Janik Riebli est une exception dans le monde du ski de fond international. Cet agriculteur obwaldien a dû apprendre à accepter – et à apprécier – son rôle d’athlète d’élite.
Pour la plupart des sportifs, passer professionnel est un rêve. Pour Janik Riebli, ce fut un dilemme qui l’a presque ulcéré. Après un été d’introspection, il est arrivé à la conclusion qu'il veut être sportif de haut niveau et prendre du plaisir.
A 27 ans, l’Obwaldien n’est pas seulement l’un des meilleurs fondeurs de Suisse, c'est aussi un agriculteur qui aime son métier. Riebli a toujours eu de la peine à s’entraîner en été sans savoir si cela le ferait vraiment progresser. «Tu crois évidemment que tu deviens meilleur, explique-t-il. Mais tu ne vois pas de résultat tangible.» Il fait le parallèle avec l’agriculture: «Quand je trais 30 vaches, j’ai trait 30 vaches. Peu importe comment je l’ai fait, j’ai un résultat, quelque chose de concret.»

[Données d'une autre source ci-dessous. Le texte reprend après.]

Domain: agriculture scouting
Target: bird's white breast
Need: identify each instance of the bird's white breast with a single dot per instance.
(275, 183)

Des questions et de l’aide de ses coéquipiers
Déchiré entre l'agriculture et le sport de haut niveau, il a travaillé cet été avec son préparateur mental de longue date pour trouver des réponses.
Riebli s’est toujours demandé ce que les gens pouvaient penser lorsqu’il s’entraînait et courait au lieu de travailler. Il en avait presque honte, même s’il a toujours été soutenu par son entourage. «Il a fallu quelques discussions avec Erik (réd: Braaten, l'entraîneur norvégien de l’équipe de Suisse), raconte Riebli en souriant. Une ou deux semaines d’entraînement d’été, ce n’est pas un problème, mais quand cela dure cinq ou six semaines, c’est dur.»
Avenir après le sport déjà réglé
Riebli a beaucoup parlé avec Valerio Grond, le coureur avec qui il avait remporté son plus grand succès jusqu’ici – la 2e place du team sprint à Davos il y a un an – et qu’il connaît «depuis toujours». Grond, très porté sur les détails, adore la chasse et s'accorde parfois une courte pause pour vivre sa passion.
Contrairement à d’autres athlètes, Riebli sait exactement ce qu’il fera après sa carrière: reprendre la ferme de son père à Giswil. Cela a des avantages et des inconvénients: «Un autre va peut-être s’accrocher encore un ou deux ans de plus dans le sport. Si pour moi ça ne joue plus, ce sera définitivement fini. C'est réellement un privilège de pouvoir faire ce que je fais, et je veux en profiter.»
Sans Grond en team sprint
Riebli est ultra motivé par ces JO qui se déroulent au Val di Fiemme, tout près de la Suisse. Mais ça sera en février. L'actualité, c'est Davos avec le team sprint vendredi et le sprint individuel samedi. Avec le jeune Engadinois Noe Näff à la place de Grond, la tâche sera cependant un peu plus difficile.
Le début de saison de Riebli a été plutôt mitigé. A Ruka, il a fini 6e des qualifications puis a été éliminé de peu en quart de finale. A Lillehammer, il n'a pu faire mieux que 57e. Dans les Grisons, les sprints se courront pour la première fois de la saison en skating, une technique dans laquelle l'Obwaldien se sent plus à l’aise. Tant mieux.